Bishop Forbes School, an Independent Boarding School for Boys Aged 8 to 18
. Eight, she thought, was terribly young to be sent away from home. She tried to imagine sending Charlie off to boarding school in just over six years’ time, his possessions packed in a small suitcase. No, she could never do it, no matter what people said about the character-building and the sense of independence fostered by such schools. Those could be developed at home, she felt.
She
would socialise Charlie—she and Jamie—not some stranger.

She followed a sign to the car park, where she left the car. Behind this, beyond a stand of oak trees, she saw the main building of the school, a large stone structure, Palladian in spirit, with several wings stretching out on either side. There were wide lawns around it, with, at their edges, clusters of other, more modern buildings—what looked like a gym, hostels, a chapel. Here and there small groups of boys moved from doorway to doorway, books under their arms, going, she thought, from lesson to lesson. From somewhere further away the wail of pipes split the afternoon air: band practice.
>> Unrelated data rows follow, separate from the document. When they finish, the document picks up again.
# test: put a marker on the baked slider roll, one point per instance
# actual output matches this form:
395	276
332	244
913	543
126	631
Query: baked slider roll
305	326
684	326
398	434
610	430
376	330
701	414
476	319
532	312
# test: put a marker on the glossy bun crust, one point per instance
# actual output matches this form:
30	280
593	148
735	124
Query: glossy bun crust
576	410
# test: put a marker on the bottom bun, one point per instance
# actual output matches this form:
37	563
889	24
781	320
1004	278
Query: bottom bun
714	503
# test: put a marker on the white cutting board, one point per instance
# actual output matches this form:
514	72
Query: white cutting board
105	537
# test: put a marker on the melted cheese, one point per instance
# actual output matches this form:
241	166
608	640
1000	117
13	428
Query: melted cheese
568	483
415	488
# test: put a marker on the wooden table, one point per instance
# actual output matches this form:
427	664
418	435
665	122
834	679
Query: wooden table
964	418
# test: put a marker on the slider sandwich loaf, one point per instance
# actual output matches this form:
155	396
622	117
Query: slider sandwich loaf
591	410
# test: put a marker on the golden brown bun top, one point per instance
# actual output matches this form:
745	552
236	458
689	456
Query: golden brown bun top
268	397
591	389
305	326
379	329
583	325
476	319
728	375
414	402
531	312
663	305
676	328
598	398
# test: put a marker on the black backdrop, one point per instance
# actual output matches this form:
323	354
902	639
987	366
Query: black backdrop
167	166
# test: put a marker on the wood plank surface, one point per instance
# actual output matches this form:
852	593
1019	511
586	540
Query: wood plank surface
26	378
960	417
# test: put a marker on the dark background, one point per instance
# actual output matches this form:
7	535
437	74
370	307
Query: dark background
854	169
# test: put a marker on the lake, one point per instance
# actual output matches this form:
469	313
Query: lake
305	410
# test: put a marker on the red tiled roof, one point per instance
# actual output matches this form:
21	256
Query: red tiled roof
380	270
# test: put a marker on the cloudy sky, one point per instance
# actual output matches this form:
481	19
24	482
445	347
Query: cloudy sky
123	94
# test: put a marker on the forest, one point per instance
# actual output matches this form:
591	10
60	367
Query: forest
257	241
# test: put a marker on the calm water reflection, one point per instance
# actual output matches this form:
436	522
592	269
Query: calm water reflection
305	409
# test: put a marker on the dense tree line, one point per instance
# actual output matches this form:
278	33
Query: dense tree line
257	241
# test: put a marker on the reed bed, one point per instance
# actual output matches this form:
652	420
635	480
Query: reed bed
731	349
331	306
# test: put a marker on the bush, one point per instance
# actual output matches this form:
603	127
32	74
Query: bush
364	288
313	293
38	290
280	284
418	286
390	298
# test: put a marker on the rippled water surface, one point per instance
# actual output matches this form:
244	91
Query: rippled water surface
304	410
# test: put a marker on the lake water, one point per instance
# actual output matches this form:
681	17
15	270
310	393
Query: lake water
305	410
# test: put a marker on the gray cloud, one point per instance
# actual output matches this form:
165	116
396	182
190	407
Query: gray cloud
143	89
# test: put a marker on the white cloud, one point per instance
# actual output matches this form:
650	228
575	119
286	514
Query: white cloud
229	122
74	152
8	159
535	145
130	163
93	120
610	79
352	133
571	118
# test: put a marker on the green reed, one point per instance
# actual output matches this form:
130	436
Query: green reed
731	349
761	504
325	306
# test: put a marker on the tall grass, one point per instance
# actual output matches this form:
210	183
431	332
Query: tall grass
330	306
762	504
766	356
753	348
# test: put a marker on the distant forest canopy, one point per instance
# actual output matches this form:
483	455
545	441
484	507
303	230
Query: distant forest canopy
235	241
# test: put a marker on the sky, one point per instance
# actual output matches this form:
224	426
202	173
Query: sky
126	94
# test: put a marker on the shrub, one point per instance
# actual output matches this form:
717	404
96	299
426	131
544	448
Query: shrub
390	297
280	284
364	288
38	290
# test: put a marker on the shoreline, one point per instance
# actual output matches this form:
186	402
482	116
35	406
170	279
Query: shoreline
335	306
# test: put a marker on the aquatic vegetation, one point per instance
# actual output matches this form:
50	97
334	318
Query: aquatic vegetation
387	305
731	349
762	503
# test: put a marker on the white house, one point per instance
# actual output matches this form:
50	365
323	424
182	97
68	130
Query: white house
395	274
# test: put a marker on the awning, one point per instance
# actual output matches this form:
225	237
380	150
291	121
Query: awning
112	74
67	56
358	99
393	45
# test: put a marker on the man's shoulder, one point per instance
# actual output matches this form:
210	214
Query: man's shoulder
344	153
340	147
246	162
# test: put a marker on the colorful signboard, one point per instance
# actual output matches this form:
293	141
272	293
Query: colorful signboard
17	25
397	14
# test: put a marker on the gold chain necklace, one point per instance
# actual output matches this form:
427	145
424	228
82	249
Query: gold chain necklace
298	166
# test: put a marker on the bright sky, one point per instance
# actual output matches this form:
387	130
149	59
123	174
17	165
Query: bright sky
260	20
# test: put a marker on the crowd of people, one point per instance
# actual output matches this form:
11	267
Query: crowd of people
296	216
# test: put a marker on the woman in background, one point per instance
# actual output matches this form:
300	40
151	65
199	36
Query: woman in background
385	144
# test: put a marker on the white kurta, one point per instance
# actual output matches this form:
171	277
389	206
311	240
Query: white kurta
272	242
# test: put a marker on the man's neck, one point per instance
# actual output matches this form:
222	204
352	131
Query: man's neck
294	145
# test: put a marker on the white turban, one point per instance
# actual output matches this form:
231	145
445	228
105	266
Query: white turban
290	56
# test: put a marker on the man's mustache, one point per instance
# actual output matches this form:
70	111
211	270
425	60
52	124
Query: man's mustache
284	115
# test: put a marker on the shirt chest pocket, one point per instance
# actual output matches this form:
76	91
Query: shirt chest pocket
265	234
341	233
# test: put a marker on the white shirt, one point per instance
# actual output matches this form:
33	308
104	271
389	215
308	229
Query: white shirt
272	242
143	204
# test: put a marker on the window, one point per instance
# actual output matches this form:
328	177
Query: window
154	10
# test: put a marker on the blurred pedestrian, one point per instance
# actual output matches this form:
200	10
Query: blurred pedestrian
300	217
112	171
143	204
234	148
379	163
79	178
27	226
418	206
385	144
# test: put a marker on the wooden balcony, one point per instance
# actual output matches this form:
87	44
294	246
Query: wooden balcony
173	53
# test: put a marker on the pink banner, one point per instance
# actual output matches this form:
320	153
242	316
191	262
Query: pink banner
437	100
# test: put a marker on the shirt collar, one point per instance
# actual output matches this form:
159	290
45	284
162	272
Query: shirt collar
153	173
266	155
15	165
The rhododendron garden was reached by a path that led away from the car park. She followed this, and after a few minutes found herself standing before a small notice that explained the history of the garden and listed some of the varieties it contained. Some of the shrubs had lost the blossom of early summer; others were still a brilliant flourish of colour. The paved walkway snaked its way through the shrubs, and she made her way along it, pausing from time to time to read the small nameplates at the side of each plant.

She reached the far end of the garden and found, to her surprise, that she was on the edge of a cricket pitch. Cricket was not a Scottish game, but was played at schools such as this; a sign of English influence. She knew a few Scottish cricket players, and it seemed to her that they took a perverse pride in playing an arcane game that was a matter of such little interest to the vast majority of their fellow Scots. And here were boys being initiated into just such an attitude.

Not far from where she was, a couple of benches had been placed under the shade of a tree, and it was here that the members of the batting team were sitting. Around them was a mess of pads and other cricket paraphernalia: bats, white jerseys with the arms tied in knots, a large blackboard on which the score had been written in chalk. She walked over; the boys acknowledged her politely, one raising his cap in greeting.